Il entendait déjà du fleuve qui s’écoule
Les flots tumultueux lutter avec la houle ;
Déjà les bords lointains échappaient à son œil,
Quand le courant brisé sur l’invincible écueil,
Que le reflux des mers contre son lit repousse,
Sur le sable des flots le jeta sans secousse.
Il resta quelque temps immobile, engourdi,
Tel qu’un homme d’un coup de massue étourdi,
Rappelant fil à fil chaque image effacée,
Et comme un fer au sein retrouvant sa pensée.
Il dénoua des dents le reste du lien
Qui l’attachait encore au palmier, son soutien ;
Tantôt marchant dans l’onde, et tantôt à la nage,
Il regagna bientôt les forêts du rivage.
Sous l’instinct de l’amour son pied n’hésite pas,
Au rebours du courant il s’élance à grands pas.
Il lui semble de loin entendre dans son âme
Les cris de deux enfants et des sanglots de femme.
Du sort de Daïdha l’affreux pressentiment
Ne laisse pas son pied s’arrêter un moment ;
Comme un homme éperdu qu’un cri de mort appelle,
Il court deux jours entiers les bras tendus vers elle ;
Enfin, par la vengeance et par l’amour conduit,
C’était lui qui montait à tâtons dans la nuit.
Il avait reconnu le camp, dans les ténèbres,
Aux aboîments des chiens poussant des voix funèbres ;
Il avait amorti ses pas pour les tromper,
Et, son arbre à la main, écoutait pour frapper.

Sur le fond noir du ciel la tour muette et sombre,
Avant qu’il l’aperçut, jetait sur lui son ombre.
Ses enfants sur son sein venant de s’assoupir,
Daïdha touchait presque à son dernier soupir ;
Du sommeil de la mort les délirants mirages
À ses sens affaiblis coloraient des images :
Voiles que la nature, avec ses douces mains,
Met pour cacher la mort sur les yeux des humains.
Elle voyait couler des fleuves d’eaux limpides
Dont les vagues montaient à ses lèvres avides ;
Des mille fleurs des champs qui croissent sous le ciel,
Les ruches en rayons lui distillaient leur miel ;
Cédar, pour ses petits jouant parmi les herbes,
Lui cassait les rameaux chargés de fruits superbes.
Vers ces fruits qu’il tend elle avançait la main,
Quand ses petits enfants crièrent de la faim.
« Ah ! dit-elle en frappant sa mamelle tarie,
La nature est donc sourde à la bouche qui crie !

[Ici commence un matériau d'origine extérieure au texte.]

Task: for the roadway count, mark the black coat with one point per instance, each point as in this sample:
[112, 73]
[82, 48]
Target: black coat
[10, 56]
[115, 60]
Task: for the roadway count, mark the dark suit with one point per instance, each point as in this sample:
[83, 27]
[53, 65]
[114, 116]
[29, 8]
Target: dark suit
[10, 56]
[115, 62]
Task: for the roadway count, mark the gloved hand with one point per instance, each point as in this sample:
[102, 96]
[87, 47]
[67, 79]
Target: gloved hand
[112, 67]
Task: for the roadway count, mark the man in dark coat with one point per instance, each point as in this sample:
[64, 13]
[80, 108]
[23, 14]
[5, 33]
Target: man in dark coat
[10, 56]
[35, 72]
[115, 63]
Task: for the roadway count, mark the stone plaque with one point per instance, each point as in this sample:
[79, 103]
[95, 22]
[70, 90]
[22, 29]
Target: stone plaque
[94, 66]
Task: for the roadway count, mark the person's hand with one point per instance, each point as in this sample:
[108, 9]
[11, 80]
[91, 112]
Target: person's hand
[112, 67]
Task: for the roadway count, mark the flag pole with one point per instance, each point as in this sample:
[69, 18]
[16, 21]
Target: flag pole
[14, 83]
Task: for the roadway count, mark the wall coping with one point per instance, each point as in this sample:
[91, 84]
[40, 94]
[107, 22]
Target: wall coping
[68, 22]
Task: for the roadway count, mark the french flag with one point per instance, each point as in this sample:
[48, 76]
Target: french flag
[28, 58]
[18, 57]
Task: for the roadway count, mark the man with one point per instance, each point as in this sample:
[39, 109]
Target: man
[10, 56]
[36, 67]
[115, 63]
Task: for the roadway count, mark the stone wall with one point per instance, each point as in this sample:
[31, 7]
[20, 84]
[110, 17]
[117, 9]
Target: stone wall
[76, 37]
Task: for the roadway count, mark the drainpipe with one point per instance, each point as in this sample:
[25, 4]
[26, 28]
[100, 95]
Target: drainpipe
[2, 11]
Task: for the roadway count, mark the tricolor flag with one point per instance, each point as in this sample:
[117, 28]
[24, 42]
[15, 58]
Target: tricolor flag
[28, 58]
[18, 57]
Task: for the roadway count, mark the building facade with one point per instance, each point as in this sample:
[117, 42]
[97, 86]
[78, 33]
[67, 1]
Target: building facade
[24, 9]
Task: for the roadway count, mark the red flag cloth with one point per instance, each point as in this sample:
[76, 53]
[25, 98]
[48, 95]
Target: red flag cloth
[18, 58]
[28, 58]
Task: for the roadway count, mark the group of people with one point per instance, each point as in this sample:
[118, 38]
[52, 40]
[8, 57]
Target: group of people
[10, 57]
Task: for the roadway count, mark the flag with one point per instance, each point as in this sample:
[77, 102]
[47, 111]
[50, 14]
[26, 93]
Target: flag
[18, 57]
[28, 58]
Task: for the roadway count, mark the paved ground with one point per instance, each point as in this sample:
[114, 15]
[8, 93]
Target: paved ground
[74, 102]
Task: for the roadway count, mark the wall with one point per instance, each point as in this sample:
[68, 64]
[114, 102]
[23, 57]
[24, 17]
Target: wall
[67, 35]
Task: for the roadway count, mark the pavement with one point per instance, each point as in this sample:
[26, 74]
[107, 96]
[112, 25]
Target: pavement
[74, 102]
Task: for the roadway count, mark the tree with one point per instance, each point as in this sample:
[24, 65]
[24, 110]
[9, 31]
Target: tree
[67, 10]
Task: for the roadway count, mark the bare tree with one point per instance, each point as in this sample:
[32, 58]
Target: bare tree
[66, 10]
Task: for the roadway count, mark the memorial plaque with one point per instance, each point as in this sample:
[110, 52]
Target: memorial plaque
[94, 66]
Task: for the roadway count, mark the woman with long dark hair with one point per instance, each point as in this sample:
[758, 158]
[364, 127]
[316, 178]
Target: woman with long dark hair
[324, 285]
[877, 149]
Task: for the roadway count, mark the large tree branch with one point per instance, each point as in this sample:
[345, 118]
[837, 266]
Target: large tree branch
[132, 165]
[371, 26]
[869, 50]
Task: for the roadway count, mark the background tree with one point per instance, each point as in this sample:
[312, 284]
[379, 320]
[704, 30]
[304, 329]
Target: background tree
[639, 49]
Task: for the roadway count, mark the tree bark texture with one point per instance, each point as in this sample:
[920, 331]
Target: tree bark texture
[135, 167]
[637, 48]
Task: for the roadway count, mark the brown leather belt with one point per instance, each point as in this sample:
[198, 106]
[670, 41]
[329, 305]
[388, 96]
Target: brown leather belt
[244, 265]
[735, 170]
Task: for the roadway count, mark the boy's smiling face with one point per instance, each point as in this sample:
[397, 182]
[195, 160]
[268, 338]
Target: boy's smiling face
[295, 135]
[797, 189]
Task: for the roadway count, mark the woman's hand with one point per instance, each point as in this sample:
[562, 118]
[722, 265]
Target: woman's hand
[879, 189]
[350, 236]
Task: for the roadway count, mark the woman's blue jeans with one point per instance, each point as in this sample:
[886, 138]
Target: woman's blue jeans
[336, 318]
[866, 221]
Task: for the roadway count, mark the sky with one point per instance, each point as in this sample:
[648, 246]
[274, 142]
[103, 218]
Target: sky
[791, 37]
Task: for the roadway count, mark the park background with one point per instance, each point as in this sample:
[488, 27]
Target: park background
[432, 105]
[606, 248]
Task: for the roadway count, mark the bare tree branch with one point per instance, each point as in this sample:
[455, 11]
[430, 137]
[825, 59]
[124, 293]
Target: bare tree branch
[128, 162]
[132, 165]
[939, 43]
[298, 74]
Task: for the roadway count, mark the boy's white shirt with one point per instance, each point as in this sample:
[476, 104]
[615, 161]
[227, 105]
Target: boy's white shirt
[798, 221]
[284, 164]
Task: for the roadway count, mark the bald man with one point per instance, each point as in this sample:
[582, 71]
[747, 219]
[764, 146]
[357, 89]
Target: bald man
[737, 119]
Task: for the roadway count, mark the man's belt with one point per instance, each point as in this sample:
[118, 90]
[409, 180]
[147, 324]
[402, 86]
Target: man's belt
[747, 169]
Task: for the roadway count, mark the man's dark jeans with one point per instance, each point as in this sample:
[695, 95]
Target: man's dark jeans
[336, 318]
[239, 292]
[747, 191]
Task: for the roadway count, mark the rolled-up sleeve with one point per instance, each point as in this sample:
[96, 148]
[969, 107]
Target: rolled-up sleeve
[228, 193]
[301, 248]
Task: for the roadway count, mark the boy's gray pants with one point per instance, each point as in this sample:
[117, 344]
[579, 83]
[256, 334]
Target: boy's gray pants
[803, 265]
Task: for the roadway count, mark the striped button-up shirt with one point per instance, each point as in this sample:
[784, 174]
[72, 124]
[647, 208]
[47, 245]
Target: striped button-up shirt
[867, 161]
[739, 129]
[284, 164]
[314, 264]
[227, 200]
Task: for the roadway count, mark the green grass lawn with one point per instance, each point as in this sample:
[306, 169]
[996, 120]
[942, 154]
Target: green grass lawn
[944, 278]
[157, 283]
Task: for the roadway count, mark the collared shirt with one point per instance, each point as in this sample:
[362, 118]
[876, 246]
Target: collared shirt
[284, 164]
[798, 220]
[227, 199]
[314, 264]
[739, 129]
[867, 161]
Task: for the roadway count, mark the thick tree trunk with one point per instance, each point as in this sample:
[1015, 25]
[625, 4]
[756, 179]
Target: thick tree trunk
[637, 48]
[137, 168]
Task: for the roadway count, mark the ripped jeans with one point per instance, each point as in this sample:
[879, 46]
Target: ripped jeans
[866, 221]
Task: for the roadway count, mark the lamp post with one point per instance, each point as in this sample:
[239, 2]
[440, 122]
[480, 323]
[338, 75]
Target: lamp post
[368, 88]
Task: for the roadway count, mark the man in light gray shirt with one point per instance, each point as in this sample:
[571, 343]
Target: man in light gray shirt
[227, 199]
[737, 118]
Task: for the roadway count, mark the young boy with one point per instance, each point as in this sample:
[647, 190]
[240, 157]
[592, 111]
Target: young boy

Ô ciel ! avant leur soif mon sein a pu tarir !
Ah ! mourir la dernière, ah ! c’est cent fois mourir !
Enfants, frappez ce sein barbare qui vous sèvre ;
À défaut de mon sein, collez-vous à ma lèvre !
Dans mon dernier soupir, image de l’époux,
Buvez toute mon âme, elle se verse en vous !
Que ta mort, ô Cédar ! fut plus digne d’envie !
Toi, tu n’as pas rendu trois souffles dans ta vie !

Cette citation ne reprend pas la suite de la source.